La tetera azul

Miguel Máiquez, 24/03/2023

Emitiendo un leve zumbido, un suspiro como de satisfacción, la puerta se abrió suavemente y dejó ver al otro lado, como cada noche, el habitual paisaje de brillos plateados. Era un pasillo largo, un camino recto y reluciente marcado por pequeñas luces frías en el techo, y salpicado cada dos o tres metros con plantas falsas de un verde imposible. Avanzó distraída, sin prisa, ajena a los grandes ventanales que enmarcaban la oscuridad y las estrellas, sintiendo aún en el estómago los efectos de la cena y con una vaga sensación de rutina, de pereza.
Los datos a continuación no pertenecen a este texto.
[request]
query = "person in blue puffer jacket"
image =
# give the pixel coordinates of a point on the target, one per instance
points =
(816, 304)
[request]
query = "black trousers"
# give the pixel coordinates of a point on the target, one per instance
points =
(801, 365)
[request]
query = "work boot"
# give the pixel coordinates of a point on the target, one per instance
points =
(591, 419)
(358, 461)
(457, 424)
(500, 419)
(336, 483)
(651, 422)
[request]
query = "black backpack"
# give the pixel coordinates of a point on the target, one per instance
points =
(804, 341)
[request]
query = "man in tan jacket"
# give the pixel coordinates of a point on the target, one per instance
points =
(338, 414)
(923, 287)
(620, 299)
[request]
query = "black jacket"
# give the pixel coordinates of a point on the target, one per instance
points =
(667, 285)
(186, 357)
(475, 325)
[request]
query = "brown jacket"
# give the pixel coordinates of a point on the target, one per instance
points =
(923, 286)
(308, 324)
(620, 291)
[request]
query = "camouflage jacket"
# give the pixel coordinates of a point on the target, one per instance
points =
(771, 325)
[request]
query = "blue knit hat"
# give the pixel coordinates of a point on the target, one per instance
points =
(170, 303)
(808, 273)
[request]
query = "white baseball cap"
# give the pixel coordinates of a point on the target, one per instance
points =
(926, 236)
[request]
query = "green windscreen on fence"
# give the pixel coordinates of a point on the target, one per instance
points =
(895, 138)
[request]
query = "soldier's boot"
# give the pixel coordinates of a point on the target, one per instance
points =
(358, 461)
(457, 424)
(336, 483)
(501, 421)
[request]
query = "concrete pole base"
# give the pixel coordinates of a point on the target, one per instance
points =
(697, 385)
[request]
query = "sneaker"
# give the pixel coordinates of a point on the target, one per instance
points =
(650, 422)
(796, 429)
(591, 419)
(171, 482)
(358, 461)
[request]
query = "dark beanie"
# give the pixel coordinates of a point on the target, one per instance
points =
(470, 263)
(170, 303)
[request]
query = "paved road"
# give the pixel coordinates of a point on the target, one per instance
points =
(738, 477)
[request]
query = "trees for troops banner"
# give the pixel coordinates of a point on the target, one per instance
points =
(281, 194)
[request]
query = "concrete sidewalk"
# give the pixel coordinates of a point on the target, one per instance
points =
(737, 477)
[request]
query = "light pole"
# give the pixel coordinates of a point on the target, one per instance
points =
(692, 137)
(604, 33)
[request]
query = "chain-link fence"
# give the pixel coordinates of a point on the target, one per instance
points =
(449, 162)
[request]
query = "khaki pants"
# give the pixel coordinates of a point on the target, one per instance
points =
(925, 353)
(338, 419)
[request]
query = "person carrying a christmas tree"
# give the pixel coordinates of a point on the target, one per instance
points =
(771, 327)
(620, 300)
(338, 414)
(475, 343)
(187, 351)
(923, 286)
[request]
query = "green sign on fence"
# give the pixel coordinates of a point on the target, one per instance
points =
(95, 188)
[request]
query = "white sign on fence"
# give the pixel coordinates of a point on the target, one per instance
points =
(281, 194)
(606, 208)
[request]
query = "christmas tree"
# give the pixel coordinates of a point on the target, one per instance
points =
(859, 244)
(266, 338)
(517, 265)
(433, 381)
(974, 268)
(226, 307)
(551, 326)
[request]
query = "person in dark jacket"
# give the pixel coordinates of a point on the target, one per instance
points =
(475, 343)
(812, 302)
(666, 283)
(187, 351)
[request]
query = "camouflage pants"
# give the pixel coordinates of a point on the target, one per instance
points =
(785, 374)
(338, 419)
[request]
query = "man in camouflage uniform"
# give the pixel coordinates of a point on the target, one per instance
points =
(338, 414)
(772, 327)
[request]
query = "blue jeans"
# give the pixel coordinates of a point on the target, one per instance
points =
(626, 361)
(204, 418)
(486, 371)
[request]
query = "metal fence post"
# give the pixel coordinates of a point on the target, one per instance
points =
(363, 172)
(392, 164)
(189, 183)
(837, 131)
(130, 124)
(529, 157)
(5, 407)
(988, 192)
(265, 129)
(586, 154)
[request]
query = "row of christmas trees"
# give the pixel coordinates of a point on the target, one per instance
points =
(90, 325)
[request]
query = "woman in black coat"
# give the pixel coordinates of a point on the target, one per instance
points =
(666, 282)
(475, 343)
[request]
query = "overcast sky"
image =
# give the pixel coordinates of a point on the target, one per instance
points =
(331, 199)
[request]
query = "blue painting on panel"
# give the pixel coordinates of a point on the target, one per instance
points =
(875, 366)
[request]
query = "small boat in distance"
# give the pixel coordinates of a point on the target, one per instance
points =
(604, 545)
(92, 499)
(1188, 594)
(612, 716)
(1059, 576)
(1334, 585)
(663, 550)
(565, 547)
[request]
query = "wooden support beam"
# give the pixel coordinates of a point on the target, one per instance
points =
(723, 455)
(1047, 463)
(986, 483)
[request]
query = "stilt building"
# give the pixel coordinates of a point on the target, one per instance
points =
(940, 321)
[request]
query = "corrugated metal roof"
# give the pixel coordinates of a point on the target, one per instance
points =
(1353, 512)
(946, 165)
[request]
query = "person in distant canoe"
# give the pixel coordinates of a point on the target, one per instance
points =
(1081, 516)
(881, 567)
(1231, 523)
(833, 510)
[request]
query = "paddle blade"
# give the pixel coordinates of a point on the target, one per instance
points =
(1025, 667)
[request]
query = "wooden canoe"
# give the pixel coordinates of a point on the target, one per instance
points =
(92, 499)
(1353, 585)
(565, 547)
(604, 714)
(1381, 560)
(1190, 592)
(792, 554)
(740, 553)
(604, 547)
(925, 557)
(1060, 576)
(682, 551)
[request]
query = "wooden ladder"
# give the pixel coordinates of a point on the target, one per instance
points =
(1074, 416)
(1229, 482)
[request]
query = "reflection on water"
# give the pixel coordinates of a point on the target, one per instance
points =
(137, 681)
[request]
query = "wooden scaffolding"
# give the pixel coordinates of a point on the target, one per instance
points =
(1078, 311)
Al llegar al laboratorio se detuvo y miró el reloj. La Tierra acababa de empezar a asomarse por las claraboyas del módulo de observación, a casi un kilómetro a pie de donde se encontraba ahora. Hoy tampoco la vería. ¿Había dejado de interesarle? Mientras se activaban los equipos puso agua a calentar. Una vida entre zumbidos. Un té en mitad del espacio. Volvió a mirar el reloj. También su madre se estaría preparando un té justo ahora, allí abajo, en la penumbra de su casa atestada de alfombras, fotografías, polvo y platos sin fregar. La tetera azul. El planeta azul. Las manos grandes y venosas de su madre abrazando la taza, los ojos llorosos de su madre escrutando las tinieblas en la ventana, pasando imperceptiblemente de la ventana hacía el interior de sí misma… La pantalla empezó a llenarse de números, códigos, imágenes de galaxias y distancias imposibles de comprender, infinitamente grandes, infinitamente pequeñas. Los colores de las flores, los colores de las galaxias, la tetera azul. Cuando el agua rompió a hervir, salió corriendo. Estaba en forma. Un kilómetro, las luces en el techo, las plantas, los ventanales. Era como viajar en un tren a toda velocidad. Cuando llegó al módulo de observación aún se veía un trocito del hemisferio occidental.